The **CallGraphGenerator** object provides functions to analyze and generate the output call-graph with just a simple function call.

In [2]:
cg_generator = CallGraphGenerator(["./cg_example_pkg/main.py"], "cg_example_pkg")
cg_generator.analyze()
cg = cg_generator.output()
print(cg)

{'main': {'sub_folder1.module2.Module2', 'sub_folder1.module1.Module1.add', 'sub_folder1.module2.Module2.minus', 'sub_folder1.module1.Module1'}, 'sub_folder1.module1.Module1': set(), 'sub_folder1.module1.Module1.add': set(), 'sub_folder1.module2.Module2': set(), 'sub_folder1.module2.Module2.minus': set()}


Call graph generator also provides option to output all the function calls using **output_edges**.

In [3]:
edges = cg_generator.output_edges()
edges

[['main', 'sub_folder1.module2.Module2'],
 ['main', 'sub_folder1.module1.Module1.add'],
 ['main', 'sub_folder1.module2.Module2.minus'],
 ['main', 'sub_folder1.module1.Module1']]

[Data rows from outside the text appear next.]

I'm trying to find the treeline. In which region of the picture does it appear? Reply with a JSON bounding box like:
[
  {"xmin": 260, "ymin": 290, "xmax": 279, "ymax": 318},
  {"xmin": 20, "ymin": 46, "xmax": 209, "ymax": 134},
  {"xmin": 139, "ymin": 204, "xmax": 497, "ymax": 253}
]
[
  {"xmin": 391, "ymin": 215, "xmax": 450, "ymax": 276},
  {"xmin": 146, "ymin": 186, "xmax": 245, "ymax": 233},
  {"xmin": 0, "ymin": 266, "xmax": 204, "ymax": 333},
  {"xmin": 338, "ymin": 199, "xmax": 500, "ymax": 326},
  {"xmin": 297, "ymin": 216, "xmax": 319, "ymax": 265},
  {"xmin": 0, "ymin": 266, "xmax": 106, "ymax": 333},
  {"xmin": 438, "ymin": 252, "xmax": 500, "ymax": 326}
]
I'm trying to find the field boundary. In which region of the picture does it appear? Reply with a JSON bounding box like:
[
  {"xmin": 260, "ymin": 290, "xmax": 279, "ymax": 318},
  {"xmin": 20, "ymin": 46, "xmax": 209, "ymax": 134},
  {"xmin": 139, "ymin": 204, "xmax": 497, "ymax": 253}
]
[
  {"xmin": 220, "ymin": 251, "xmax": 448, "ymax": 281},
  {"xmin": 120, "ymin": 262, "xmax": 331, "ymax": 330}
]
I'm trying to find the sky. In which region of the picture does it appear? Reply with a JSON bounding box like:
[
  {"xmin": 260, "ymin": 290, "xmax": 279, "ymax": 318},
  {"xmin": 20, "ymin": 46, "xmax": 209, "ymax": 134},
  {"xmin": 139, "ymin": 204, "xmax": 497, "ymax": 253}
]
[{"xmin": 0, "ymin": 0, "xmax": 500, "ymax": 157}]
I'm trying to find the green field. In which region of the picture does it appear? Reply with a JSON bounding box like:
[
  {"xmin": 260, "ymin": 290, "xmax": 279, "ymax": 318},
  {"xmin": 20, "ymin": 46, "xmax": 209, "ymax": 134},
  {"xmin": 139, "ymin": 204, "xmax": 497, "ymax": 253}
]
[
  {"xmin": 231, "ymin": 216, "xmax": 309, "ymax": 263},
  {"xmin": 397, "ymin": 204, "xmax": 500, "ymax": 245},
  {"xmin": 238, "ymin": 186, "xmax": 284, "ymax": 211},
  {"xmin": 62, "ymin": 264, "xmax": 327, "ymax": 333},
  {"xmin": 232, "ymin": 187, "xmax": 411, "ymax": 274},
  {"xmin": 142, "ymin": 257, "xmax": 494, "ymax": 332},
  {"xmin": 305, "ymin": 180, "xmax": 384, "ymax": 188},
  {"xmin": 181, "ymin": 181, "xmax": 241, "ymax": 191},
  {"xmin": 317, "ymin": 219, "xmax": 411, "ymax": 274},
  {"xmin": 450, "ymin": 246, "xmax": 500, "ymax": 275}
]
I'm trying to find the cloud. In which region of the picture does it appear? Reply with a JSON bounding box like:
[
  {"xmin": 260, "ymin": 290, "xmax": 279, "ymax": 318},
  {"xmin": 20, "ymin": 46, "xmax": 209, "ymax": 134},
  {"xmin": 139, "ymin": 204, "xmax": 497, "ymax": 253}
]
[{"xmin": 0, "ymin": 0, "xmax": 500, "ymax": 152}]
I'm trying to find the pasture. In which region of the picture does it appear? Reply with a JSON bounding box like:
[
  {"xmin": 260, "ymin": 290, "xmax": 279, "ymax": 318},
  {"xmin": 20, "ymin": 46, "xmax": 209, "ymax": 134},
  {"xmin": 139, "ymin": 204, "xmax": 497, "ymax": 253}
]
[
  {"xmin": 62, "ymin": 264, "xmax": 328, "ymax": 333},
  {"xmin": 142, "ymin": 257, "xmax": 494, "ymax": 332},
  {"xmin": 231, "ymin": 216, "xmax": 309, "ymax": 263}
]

We can also get the lists of internal and external modules in the call graph. Internal modules are those that are defined within the package. As the **internal_mods** are provided as a dictionary, we are using **pprint** to print the dictionary in a more structured way.

In [4]:
internal_mods = cg_generator.output_internal_mods()
pprint(internal_mods)

{'main': {'filename': 'main.py',
          'methods': {'main': {'first': 1, 'last': 7, 'name': 'main'}}}}


Now lets see, all the external modules in the source package. External modules are the calls to Python functions or modules that are defined outside of the current package.

In [5]:
external_mods = cg_generator.output_external_mods()
pprint(external_mods)

{'sub_folder1': {'filename': None,
                 'methods': {'sub_folder1': {'first': None,
                                             'last': None,
                                             'name': 'sub_folder1'},
                             'sub_folder1.module1.Module1': {'first': None,
                                                             'last': None,
                                                             'name': 'sub_folder1.module1.Module1'},
                             'sub_folder1.module1.Module1.add': {'first': None,
                                                                 'last': None,
                                                                 'name': 'sub_folder1.module1.Module1.add'},
                             'sub_folder1.module2.Module2': {'first': None,
                                                             'last': None,
                                                             'name': 'sub_folder1.module2.Module2'},
     

**CallGraphGenerator** also provides an option to format the generated call graph, which can be stored as a JSON object maintaining the format.

In [6]:
formatter = formats.Simple(cg_generator)
print(formatter.generate())
store_output = False
if store_output:
    with open("example_results.json", "w+") as f:
        f.write(json.dumps(formatter.generate()))

{'main': ['sub_folder1.module2.Module2', 'sub_folder1.module1.Module1.add', 'sub_folder1.module2.Module2.minus', 'sub_folder1.module1.Module1'], 'sub_folder1.module1.Module1': [], 'sub_folder1.module1.Module1.add': [], 'sub_folder1.module2.Module2': [], 'sub_folder1.module2.Module2.minus': []}